Multi-agent Workflows: Complex processes orchestrate specialized agents with human oversight. Content workflows might coordinate research, writing, and review agents, with humans approving stage transitions and providing guidance when needed.
The protocol’s growing adoption across major frameworks signals a future where agent-user interactions are as standardized and reliable as REST APIs are today.
Conclusion
AG-UI standardizes agent-user interaction through an event-based protocol with approximately 16 event types covering text streaming, tool orchestration, and state synchronization. With support for major frameworks like LangGraph, CrewAI, and Microsoft Agent Framework, plus frontend integrations for React, Vue, and Angular, AG-UI eliminates custom integration code and vendor lock-in. Production adoption by companies like Microsoft and Oracle shows AG-UI is becoming the foundation for next-generation AI applications.
Explore Codecademy’s Intro to AI Agents course to understand agentic workflows and autonomous systems that power protocols like AG-UI.
Frequently asked questions
1. What kind of events does AG-UI support?
AG-UI supports around 16 event types across five categories: Lifecycle (starting/finishing runs), Text Messages (streaming text), Tool Calls (executing functions), State Management (syncing data), and Special events (pausing for approval or custom needs).

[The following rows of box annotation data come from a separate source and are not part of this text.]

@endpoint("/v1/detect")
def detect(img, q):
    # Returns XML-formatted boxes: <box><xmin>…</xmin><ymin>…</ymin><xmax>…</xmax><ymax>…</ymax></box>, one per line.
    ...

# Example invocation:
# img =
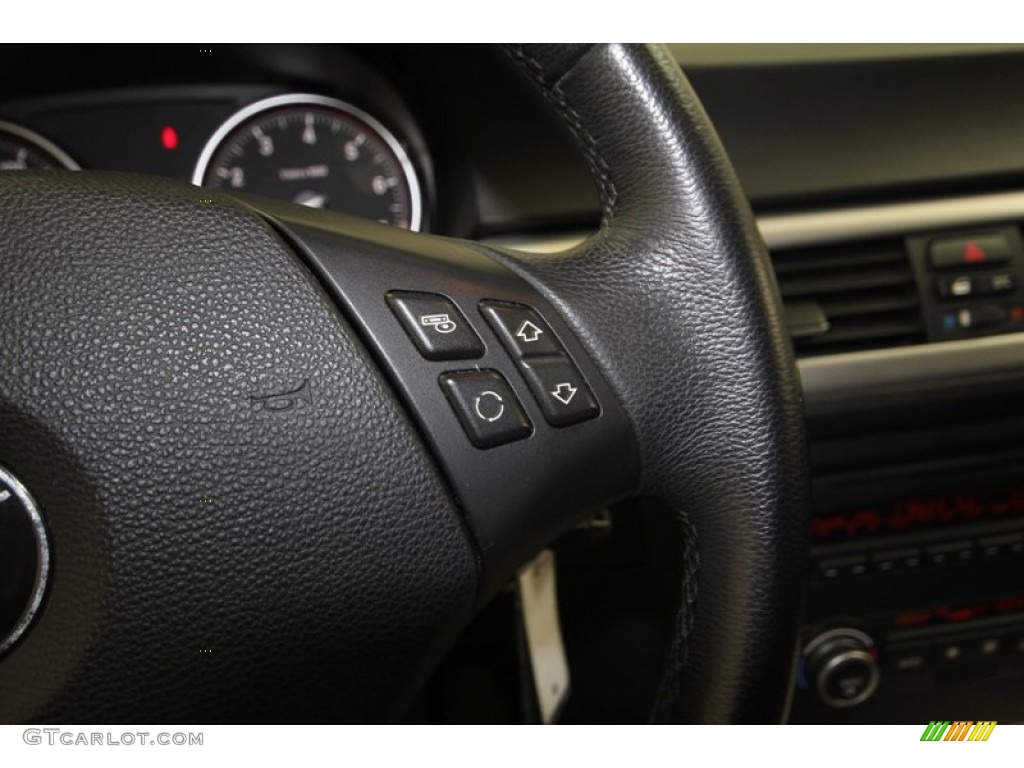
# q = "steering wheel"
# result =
<box><xmin>0</xmin><ymin>45</ymin><xmax>808</xmax><ymax>723</ymax></box>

2. How does AG-UI fit with other AI agent protocols?
AG-UI handles agent-to-user communication, MCP connects agents to tools, and A2A manages agent-to-agent communication. Each protocol specializes in one connection type, working together to create complete agent systems.

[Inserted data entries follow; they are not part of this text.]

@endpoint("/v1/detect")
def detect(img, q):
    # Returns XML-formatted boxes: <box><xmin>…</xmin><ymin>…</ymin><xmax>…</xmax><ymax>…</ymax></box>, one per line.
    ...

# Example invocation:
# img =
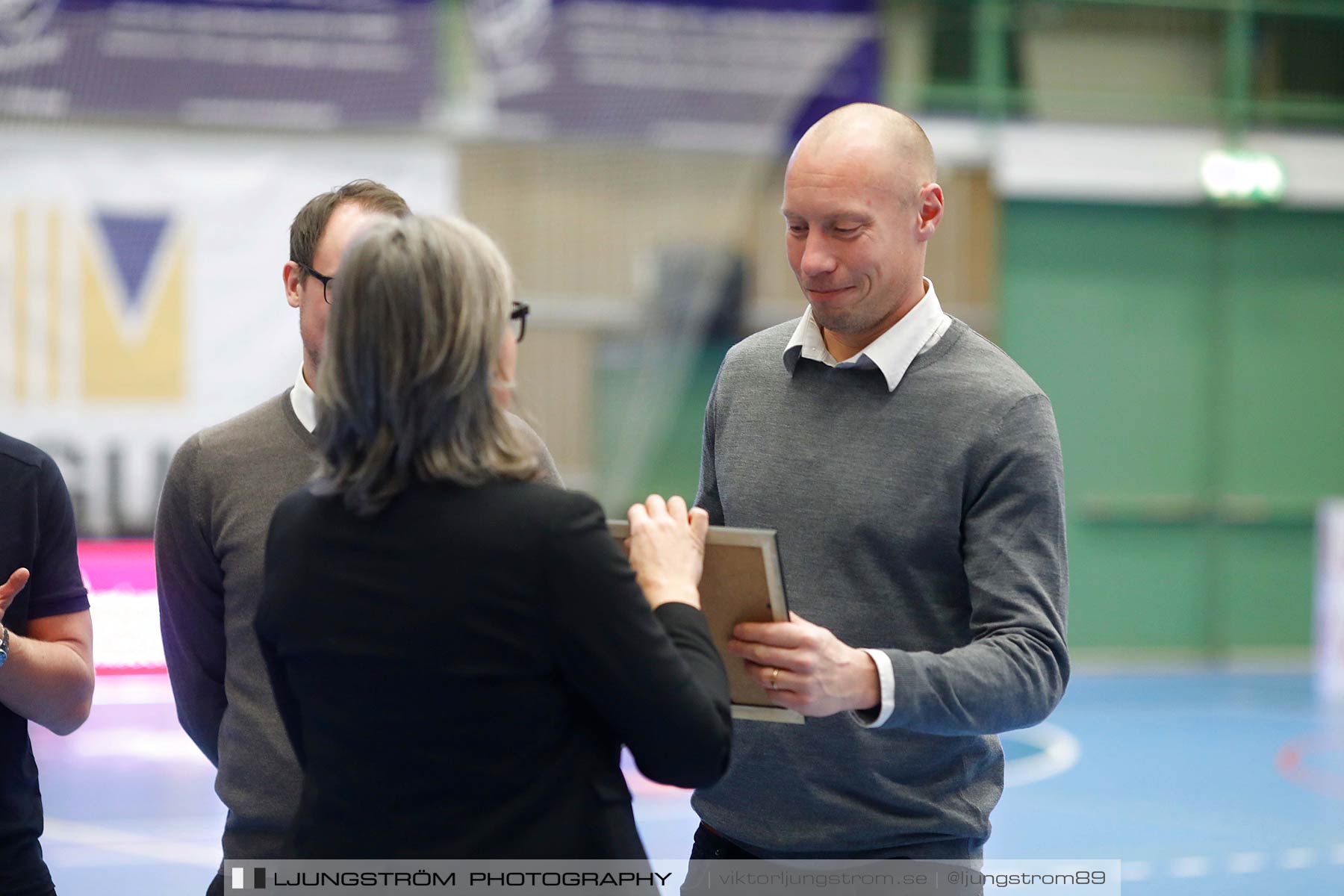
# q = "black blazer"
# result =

3. What is the difference between MCP UI and AG-UI?
MCP UI provides interfaces for specific tools that agents use. AG-UI manages the entire communication flow between agents and applications, including text streaming, tool execution, and user interactions throughout the experience.
4. What is AG-UI used for?
AG-UI powers collaborative coding tools, in-app AI assistants, real-time dashboards, automated form filling in business apps, and workflows where agents need human approval before taking actions.
5. What is the difference between A2UI and AG-UI?
A2UI defines how agents create visual components. AG-UI manages how agents and applications communicate in real-time. They work together, AG-UI uses A2UI when agents need to display custom interfaces.